SQL DBAs (database administrators) are always looking for ways they can optimise their datasets. Even a small increase in performance can deliver dividends that translate into cost savings and efficiency gains.

DBAs should approach the 'tuning' of their datasets as an ongoing process and not a one-time fix. SQL deployments evolve over time and need to be reviewed on a regular basis.

There are some practical steps you can take now. One is to determine a baseline of current performance.

Before you begin to make actual changes to your SQL deployment it's vital to obtain a current baseline. After all, if you don't know the performance of your SQL dataset at the moment, how can you tell whether your changes have made any difference to its performance?

Think about what you need your SQL dataset to achieve and how you will measure this achievement.

Second, look closely at performance counters.

Your SQL datasets have a symbiotic relationship with the servers they are running on. To improve the overall performance of the SQL datasets you need to look at the server's available memory, CPU speed and I/O performance. Measuring these parameters will reveal bottlenecks.

Optimum plan cache

Third, ensure that the plan cache is running at optimum levels.

When a bottleneck is indentified in an SQL dataset, the workload that is causing it must be identified. This is a lot easier to do since the introduction of Dynamic Management Objects (DMOs) in SQL Server 2005.

Fourth is using SQL Profiler. Often an SQL DBA has to act like a detective looking for the reasons an SQL dataset isn't performing as expected.
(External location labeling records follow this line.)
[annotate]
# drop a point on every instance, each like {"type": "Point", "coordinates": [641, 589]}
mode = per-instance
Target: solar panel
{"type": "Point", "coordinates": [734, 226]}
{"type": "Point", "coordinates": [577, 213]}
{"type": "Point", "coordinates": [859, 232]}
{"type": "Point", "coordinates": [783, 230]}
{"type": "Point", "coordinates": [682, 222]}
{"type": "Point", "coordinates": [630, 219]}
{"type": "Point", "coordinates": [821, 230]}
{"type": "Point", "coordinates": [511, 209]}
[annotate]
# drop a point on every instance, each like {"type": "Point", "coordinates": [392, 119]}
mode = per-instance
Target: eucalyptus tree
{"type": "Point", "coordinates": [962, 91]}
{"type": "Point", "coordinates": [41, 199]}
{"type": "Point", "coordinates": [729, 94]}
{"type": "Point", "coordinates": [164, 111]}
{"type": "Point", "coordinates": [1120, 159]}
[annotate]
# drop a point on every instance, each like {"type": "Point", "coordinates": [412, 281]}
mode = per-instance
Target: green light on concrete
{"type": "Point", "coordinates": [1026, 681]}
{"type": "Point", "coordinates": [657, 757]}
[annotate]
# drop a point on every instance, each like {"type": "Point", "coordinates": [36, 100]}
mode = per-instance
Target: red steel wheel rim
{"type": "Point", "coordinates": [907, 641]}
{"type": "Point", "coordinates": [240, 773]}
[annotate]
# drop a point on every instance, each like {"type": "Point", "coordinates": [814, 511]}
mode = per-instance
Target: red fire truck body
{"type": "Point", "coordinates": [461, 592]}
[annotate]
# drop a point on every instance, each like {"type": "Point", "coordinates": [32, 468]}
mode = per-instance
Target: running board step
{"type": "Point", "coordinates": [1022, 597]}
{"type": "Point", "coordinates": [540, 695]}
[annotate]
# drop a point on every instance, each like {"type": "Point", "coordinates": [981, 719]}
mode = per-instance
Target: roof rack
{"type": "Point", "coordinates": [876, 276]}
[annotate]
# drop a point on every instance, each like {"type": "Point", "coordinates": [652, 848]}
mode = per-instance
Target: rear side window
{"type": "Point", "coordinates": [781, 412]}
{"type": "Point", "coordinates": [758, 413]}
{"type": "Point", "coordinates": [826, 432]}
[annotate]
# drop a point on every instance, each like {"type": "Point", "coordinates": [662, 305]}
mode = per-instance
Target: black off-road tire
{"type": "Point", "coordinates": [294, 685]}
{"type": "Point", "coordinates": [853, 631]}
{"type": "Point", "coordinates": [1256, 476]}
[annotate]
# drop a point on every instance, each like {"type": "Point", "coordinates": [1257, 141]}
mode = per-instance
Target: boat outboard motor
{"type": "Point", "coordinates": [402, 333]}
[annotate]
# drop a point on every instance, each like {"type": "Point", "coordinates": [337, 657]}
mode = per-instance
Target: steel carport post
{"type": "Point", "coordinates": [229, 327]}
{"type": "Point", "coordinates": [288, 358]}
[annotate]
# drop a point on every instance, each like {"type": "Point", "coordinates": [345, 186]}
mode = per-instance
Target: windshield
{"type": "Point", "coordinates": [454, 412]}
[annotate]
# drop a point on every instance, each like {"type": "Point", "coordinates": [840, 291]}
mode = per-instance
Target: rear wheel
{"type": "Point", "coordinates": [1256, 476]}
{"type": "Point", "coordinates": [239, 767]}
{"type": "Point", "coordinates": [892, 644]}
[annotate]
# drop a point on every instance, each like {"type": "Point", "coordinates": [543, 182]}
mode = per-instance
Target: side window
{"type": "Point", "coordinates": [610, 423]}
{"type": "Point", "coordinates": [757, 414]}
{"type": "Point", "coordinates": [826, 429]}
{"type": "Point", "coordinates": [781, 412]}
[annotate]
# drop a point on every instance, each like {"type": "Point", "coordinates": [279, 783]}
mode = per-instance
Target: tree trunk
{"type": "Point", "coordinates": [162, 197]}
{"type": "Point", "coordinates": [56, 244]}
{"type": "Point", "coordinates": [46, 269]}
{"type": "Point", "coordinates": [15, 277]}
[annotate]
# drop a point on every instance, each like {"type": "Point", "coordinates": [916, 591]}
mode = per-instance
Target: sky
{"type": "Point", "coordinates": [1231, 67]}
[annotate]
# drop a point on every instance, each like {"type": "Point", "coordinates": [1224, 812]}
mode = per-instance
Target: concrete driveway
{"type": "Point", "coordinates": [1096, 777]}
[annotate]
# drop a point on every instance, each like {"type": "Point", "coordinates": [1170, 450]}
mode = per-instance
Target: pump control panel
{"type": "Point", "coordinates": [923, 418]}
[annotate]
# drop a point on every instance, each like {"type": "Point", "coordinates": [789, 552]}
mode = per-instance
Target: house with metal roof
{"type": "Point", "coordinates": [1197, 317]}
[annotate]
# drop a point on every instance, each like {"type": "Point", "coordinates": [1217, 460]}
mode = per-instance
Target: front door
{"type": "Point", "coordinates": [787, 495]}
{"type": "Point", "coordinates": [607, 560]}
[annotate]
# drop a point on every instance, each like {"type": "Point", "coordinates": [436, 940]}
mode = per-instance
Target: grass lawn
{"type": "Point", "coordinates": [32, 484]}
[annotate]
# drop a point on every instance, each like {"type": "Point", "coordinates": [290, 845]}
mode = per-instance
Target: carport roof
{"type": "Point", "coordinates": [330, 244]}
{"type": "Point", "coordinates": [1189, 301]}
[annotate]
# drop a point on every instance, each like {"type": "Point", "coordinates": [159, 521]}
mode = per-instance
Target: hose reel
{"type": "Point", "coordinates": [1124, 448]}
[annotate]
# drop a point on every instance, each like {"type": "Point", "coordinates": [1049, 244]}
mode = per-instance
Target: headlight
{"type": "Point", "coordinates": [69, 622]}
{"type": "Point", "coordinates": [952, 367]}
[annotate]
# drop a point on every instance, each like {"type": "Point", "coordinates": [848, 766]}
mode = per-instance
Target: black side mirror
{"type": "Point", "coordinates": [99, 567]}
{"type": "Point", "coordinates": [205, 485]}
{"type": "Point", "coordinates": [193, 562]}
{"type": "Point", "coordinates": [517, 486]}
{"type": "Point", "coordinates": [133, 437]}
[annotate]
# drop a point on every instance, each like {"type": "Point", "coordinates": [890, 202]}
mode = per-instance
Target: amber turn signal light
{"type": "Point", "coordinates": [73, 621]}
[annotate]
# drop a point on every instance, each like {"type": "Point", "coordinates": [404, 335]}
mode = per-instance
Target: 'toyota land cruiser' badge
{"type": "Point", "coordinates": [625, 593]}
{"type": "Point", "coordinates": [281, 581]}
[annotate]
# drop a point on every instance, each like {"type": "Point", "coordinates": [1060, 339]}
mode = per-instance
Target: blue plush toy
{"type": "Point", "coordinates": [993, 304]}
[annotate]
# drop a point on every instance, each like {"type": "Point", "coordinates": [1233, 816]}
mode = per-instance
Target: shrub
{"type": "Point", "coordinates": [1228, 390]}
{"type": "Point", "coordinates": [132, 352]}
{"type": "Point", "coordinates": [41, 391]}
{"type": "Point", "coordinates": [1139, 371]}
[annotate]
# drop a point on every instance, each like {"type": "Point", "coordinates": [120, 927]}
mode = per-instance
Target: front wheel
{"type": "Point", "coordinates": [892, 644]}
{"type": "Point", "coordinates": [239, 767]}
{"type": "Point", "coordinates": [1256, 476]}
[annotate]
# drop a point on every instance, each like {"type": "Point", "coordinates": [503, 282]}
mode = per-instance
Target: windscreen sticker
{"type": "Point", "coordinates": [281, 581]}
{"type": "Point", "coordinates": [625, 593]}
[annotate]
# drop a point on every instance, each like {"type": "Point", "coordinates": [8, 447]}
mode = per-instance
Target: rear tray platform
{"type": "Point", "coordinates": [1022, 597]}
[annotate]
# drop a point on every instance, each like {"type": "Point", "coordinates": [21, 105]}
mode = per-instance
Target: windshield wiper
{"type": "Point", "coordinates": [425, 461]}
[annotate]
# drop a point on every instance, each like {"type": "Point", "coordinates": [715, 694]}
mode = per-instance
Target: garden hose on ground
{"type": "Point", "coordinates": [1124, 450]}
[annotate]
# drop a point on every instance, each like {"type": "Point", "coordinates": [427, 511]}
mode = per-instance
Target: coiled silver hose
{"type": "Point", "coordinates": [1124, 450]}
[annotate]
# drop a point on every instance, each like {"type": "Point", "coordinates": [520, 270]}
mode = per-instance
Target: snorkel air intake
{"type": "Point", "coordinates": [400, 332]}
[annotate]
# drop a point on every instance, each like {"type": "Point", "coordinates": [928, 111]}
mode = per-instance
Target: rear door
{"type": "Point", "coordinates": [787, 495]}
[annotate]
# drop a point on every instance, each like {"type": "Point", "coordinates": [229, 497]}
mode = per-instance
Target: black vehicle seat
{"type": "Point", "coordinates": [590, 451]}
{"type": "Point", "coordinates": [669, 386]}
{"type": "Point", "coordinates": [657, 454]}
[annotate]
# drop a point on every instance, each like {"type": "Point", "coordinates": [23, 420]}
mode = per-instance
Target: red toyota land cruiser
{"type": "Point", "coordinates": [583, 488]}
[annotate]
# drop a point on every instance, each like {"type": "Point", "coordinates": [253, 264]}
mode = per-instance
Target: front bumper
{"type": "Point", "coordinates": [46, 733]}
One of the most useful tools that ships with SQL is the Profiler. DBAs can use this to trace events that could be having an adverse affect on their datasets.

There is a handy video tutorial about how to use Profiler on the SQLServerPedia website.

Finally, make sure that you manage bad indexes.

One of the main reasons that SQL datasets see a drop off in performance is because of bad indexes. Understanding how existing indexes are being use is also a great way to improve performance.

SQL Server 2012 provides some very useful data on indexes, which you can fetch using DMOs (Dynamic Management Objects) implemented in version SQL Server 2005. Indexes can show I/O bottlenecks, as SQL queries wait to be placed in the buffer cache.

Define goals

There are now many ways in which SQL DBAs can take more control of the datasets they are running. The key is to initially define your goals for the datasets you are running, and develop a set of metrics to measure these against.

Any changes that are subsequently made to the SQL datasets themselves, or the servers they are running on, can then be accurately assessed.